Of course, it would be counterproductive to clean your home and yard just to have your pet bring in fleas from a neighboring yard that hasn’t been treated. One answer to how to treat your yard for fleas would be to restrict access to places where fleas are most likely to congregate. You can keep your pet away from these spots by fencing in problem areas. You also want to make sure that your dog does not stray away from your treated property to where it can contract fleas. However, conventional fencing can be expensive and requires routine maintenance for both aesthetics and functionality. Installing an underground, wireless dog fence is a safe, effective, and affordable alternative to conventional fencing. Dog Guard’s out-of-sight fencing is veterinarian-approved and can be installed around your yard and even around problem areas like gardens, flower beds, and shrubs.
How to Get Rid of Fleas in the Yard Naturally
Taking preventive measures is one strategy for how to get rid of fleas in the yard naturally. Restricting pets to a single bed and washing the bed at least weekly can help deter infestation. Similarly, bathing your pet regularly using soap and warm water is another way to prevent fleas naturally. Buy a flea comb for your pet and use it daily, checking for fleas after each stroke of the comb. If you spot any, pick them off and dump them in soapy water. Vitamin B1 has been shown to reduce flea bite frequency. Talk to your veterinarian about vitamin supplements for your pet.

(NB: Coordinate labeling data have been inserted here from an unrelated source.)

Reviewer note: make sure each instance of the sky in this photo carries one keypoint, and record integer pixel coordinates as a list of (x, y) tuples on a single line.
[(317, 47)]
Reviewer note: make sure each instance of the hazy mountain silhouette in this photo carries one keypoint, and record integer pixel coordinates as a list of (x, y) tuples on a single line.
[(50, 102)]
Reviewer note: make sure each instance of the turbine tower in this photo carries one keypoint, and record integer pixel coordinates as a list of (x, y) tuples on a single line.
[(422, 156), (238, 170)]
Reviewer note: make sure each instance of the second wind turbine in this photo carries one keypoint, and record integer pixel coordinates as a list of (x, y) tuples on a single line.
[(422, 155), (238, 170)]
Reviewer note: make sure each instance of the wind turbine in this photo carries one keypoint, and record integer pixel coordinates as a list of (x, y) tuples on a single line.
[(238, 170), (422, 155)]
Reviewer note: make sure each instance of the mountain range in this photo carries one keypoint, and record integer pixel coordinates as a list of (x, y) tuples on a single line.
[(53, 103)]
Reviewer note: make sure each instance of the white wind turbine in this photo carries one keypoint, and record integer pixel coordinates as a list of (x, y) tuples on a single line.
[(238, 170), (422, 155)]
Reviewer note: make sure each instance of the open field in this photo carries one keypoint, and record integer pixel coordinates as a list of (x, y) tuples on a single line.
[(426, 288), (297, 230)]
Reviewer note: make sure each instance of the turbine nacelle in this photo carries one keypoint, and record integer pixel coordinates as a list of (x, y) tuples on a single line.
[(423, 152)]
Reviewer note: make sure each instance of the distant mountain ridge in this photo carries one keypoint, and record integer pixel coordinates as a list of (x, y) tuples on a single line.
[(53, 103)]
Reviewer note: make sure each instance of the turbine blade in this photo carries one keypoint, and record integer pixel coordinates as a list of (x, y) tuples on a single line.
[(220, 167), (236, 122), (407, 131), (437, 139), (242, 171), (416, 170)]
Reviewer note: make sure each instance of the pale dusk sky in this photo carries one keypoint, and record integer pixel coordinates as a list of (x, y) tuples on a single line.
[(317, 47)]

Inside and outside of the home, there are a number of measures that you can take to help fight off fleas. Be sure to vacuum the carpets regularly. In the case of a severe infestation, steam cleaning may also be necessary. Sealing cracks and crevices both inside and outside of your home can prevent infestation of flea larvae.
Beneficial nematodes are living microscopic organisms that occur naturally in soil and are parasitic to fleas, feeding on their larvae. Best of all, these organisms are safe around pets, people, and plants, making them a safe and non-toxic alternative to pesticides. To use nematodes, simply mix them with water and apply using a watering can or hose. Since nematodes are sensitive to light, the best time to apply them is early morning or at dusk. Cedar chips are another natural tool for flea prevention, as their smell repels fleas. Scatter these chips where your pet typically sleeps or plays to keep fleas away.